What’s in a name? The naming of new forms of music in the twentieth century

Marc Battier

MINT, Université Paris Sorbonne
marc.battier@paris4.sorbonne.fr

Abstract

To address the situation in which music appear from the use of new sound technologies, a fairly large number of names have been used. Many have not been retained by History and few remain. However, the use of specific terms and expressions reveal much more than a mere relationship to technology. When German critics and thinkers had to deal with music technology, they first reserved the name “elektronische Musik” to electronic musical instruments and forged the name “authentische Musik” for what became electronic music, a music out of laboratories and radio studios. The concept of authenticity has had a strong impact on the first development of electronic music in Germany.
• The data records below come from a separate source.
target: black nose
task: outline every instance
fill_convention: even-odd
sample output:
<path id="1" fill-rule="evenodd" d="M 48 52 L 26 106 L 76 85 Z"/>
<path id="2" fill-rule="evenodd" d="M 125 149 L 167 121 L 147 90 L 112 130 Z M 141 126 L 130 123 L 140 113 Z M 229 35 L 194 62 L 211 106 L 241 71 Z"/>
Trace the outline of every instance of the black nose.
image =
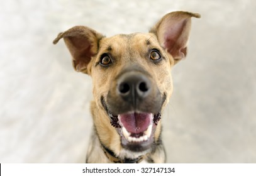
<path id="1" fill-rule="evenodd" d="M 126 72 L 118 80 L 118 94 L 125 101 L 136 105 L 150 93 L 151 83 L 147 76 L 140 72 Z"/>

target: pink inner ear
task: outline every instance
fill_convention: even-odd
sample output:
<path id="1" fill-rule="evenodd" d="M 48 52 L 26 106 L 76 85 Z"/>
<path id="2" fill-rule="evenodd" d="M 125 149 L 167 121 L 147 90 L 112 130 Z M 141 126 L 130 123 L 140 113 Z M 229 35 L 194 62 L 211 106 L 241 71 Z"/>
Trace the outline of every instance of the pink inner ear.
<path id="1" fill-rule="evenodd" d="M 187 21 L 187 19 L 179 21 L 169 19 L 168 25 L 164 26 L 164 45 L 174 58 L 182 58 L 186 56 L 187 35 L 183 33 L 186 32 L 184 28 Z"/>
<path id="2" fill-rule="evenodd" d="M 72 43 L 70 49 L 73 55 L 74 66 L 77 71 L 81 71 L 90 62 L 92 55 L 91 43 L 86 38 L 82 36 L 69 36 L 68 38 Z"/>

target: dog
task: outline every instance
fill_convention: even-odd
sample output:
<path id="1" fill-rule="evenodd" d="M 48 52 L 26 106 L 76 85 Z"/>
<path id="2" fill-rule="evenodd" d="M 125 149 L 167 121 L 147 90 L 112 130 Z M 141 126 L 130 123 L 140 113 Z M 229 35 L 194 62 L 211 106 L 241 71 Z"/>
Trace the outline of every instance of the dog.
<path id="1" fill-rule="evenodd" d="M 77 26 L 58 34 L 74 69 L 92 79 L 94 128 L 86 163 L 165 163 L 161 114 L 172 95 L 172 67 L 187 55 L 191 18 L 165 15 L 148 33 L 106 37 Z"/>

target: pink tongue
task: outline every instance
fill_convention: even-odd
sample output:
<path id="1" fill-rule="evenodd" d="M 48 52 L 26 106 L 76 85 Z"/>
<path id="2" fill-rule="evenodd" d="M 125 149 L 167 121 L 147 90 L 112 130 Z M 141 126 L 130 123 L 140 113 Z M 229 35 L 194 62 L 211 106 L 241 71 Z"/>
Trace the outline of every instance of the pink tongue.
<path id="1" fill-rule="evenodd" d="M 120 121 L 128 132 L 138 134 L 146 131 L 152 116 L 150 113 L 123 114 L 120 115 Z"/>

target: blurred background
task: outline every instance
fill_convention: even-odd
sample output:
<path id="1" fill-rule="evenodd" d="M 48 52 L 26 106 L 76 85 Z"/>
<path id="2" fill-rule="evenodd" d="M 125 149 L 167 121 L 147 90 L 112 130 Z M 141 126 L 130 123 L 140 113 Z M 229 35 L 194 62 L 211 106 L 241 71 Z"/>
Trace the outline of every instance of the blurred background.
<path id="1" fill-rule="evenodd" d="M 164 112 L 169 163 L 256 162 L 256 1 L 1 1 L 0 162 L 82 163 L 91 79 L 57 35 L 75 25 L 110 36 L 147 32 L 165 14 L 193 18 Z"/>

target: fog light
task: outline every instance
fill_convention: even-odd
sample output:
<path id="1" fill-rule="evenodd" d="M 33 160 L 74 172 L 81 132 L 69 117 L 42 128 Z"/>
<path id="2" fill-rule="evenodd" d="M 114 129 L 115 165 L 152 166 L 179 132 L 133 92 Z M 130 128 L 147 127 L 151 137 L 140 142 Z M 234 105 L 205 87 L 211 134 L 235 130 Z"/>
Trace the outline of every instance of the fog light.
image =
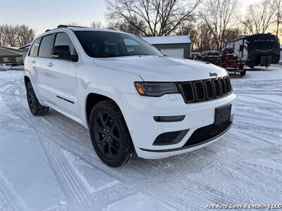
<path id="1" fill-rule="evenodd" d="M 154 120 L 156 122 L 180 122 L 183 120 L 185 115 L 179 116 L 154 116 Z"/>

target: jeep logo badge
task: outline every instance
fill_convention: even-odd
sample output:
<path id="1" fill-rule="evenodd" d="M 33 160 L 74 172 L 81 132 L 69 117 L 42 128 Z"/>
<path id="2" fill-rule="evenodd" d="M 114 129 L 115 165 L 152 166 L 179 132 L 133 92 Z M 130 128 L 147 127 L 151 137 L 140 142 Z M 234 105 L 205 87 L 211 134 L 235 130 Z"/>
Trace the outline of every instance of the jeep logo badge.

At the same time, Pierre Schaeffer in Paris struggled with the difficult task of naming the field he invented in 1948. Starting as an attempt to realize a symphonie de bruit, Schaeffer’s musical project was given tentative names such as “musique plastique” and even “musique abstraite” before becoming “musique concrète”.

The sources studied are derived from writings of studio directors such as Pierre Schaeffer in France or John Cage in New York, music critics who had to categorize what they described, composers, music historians, theoricists, musicologists, poets and sound poets, filmmakers, painters... In this talk, I will present documents in which the question of naming is attached to new sound art forms emerging from the use of technology, starting with the creative use of the phonograph among poets at the beginning of the twentieth century (“poètes phonographistes”).

Naming is part of a whole process of invention of sound art forms, or simply invention of sound, in the twentieth century.